To view the complete source code for this example, please have a look at the bt.cluster.portfolio.allocation.test() function in bt.test.r at github.

I’m still not understanding why a clustering approach is preferred to a minimum variance approach that considers the entire co-variance matrix of each asset, optimizing allocations to minimize total risk. Or, perhaps another way, applying risk-parity to orthogonal risk factors based on principle component analysis on the assets.

The main focus of clustering portfolio allocation is diversification. So if you want to get a portfolio with minimum variance, you should use minimum variance approach. The clustering portfolio allocation method will not produce the portfolio with minimum variance.

On the other hand, if you want to create a portfolio that distributes risk equally within clusters and across clusters (i.e. diversify you risk bets) than you should use clustering portfolio allocation method.

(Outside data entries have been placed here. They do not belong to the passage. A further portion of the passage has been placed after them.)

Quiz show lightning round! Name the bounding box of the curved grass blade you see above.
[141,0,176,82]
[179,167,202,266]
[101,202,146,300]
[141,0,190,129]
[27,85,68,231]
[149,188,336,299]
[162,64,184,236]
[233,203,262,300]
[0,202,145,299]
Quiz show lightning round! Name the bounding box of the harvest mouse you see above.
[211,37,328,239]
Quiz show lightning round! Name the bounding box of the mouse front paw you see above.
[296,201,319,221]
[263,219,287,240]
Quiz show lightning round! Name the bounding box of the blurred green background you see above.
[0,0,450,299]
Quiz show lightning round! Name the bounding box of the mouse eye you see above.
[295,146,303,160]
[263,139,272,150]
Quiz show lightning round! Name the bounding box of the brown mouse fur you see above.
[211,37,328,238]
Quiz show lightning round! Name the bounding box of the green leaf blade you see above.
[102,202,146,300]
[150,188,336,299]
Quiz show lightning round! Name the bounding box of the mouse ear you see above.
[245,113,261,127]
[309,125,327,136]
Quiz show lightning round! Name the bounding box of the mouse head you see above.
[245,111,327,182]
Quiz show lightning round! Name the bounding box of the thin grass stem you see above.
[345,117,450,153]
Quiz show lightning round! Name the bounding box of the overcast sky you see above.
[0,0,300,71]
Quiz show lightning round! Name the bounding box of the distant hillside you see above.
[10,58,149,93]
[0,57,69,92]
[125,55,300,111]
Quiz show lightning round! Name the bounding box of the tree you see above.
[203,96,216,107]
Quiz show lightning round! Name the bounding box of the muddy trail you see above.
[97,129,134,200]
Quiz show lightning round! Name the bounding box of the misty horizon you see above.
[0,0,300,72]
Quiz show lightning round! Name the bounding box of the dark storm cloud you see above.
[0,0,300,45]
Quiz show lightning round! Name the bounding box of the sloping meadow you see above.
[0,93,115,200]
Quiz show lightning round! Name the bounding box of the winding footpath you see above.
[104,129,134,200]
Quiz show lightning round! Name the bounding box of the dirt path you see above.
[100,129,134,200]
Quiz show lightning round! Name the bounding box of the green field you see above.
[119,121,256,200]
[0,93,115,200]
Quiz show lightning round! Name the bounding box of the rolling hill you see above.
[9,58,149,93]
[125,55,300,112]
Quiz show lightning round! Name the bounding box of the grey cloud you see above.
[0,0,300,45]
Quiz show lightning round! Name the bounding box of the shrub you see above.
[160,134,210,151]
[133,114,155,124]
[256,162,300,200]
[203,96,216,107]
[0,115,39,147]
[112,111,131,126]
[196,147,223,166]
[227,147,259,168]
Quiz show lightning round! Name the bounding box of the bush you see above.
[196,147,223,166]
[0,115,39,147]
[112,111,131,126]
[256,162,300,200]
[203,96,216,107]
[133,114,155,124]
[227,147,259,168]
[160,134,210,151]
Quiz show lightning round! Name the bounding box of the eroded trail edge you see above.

One way to think about clustering portfolio allocation – is that one of the methods you can use to create portfolios. For example, if you want minimum risk, please use minimum variance approach. If you want to diversify risk allocations, please use clustering portfolio allocation method.

Thanks for the reply

Well done! Thanks for sharing.

Is it possible (and if so, do you think it would create any value) to create a framework where a minimum variance allocation is applied to clusters?

In this use case, the primary objective is to diversify factor risks by clustering similar strategies together (hence reducing the potential for overweighting a to any subset of highly coorellated strategies). The secondary objective is to then achieve the lowest risk allocation combination to each “strategy cluster”. This could be done by treating each clustered sub portfolio as an asset and running the MVO to determine cluster weight.

For example:

Consider a fund of funds or proprietary trading group with many individual traders. They may have many correlated strategies trading the same underlying index (or even equities in the same sector). You would not know the specific approach but could identify correlation.

It may be desirable to first diversify factor risk by clustering the most correlated returns together. Next, the master account could properly allocate % of buying power to each “strategy cluster” (group of traders or family of funds) to achieve Min Variance. Lastly, target volatility could be used to set leverage targets at the master account level.